Do dziś pamiętam przeczytany jeszcze na pierwszym roku studiów fragment z Zapisków współwinnego widza, mówiący o budzeniu się doliny. Jest coś niezwykle poetyckiego w jego sposobie opowiadania o otaczającym go świecie. Każdy z takich fragmentów jest małym poematem prozą. Jeśli chodzi o kondensację poetyczności uważam je za najlepsze w całym dorobku Mertona. Znacznie lepsze niż jego poezja. I tu kryje się cały paradoks twórczości Mertona, związany w jakimś sensie z owym małym słowem „nic”.

merton-new-800x500

Najbardziej poetyckie okazują się jego prozatorskie teksty. Poezja wnika w obcą sobie materię i nadaje jej głębszy sens. Zrezygnowanie z klasycznie rozumianej formy poezji daje niezwykle poetycki efekt. Owo „nie” powiedziane poezji, owocuje w zupełnie innym miejscu, aż do osiągnięcia poziomu haiku, czyli krótkich zdań, myśli czy błysków, opisujących przyrodę w taki sposób, że staje się ona alegorią ludzkiego losu. W przytoczonym już „przebudzeniu doliny”, ostatnim budzi się człowiek, wtedy gdy cała przyroda odśpiewała już swój hymn, i nawet wrony napełniły świat swoim krakaniem. Dopiero po nich budzi się człowiek i włącza radioodbiornik.

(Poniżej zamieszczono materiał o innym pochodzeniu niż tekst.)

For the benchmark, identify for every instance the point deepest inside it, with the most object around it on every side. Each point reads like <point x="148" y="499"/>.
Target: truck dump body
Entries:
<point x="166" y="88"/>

Ten sam schemat kondensacji, już nie poetyczności, ale polityczności obserwujemy w esejach Mertona. Jego wycofanie się ze świata, jest tylko pozorne. On nigdy nie pozostawił spraw społecznych. Z jego korespondencji wyłania się postać mnicha, który stale nękał swojego opata prośbami o pozwolenie napisania listu w jakiejś ważnej sprawie: czy to w obronie Borysa Pasternaka, czy z poparciem dla demonstrujących afroamerykańskich studentów. Życie społeczne i polityczne, z którego zrezygnował wchodząc za bramę opactwa, w skondensowanej formie wypłynęło w jego esejach. Przypomina w tym innego amerykańskiego samotnika Henry Davida Thoreau. Tak się złożyło, że czytam Kiedy drzewa milczą równocześnie z Walden Thoreau. Obaj w pewnym momencie swojego życia postanowili żyć na uboczu. Merton w pustelni nieopodal opactwa, Thoreau w chacie nad jeziorem Walden. Odosobnienie było dla nich formą kondensacji ich społecznego zaangażowania, a przyroda miejscem destylacji kultury.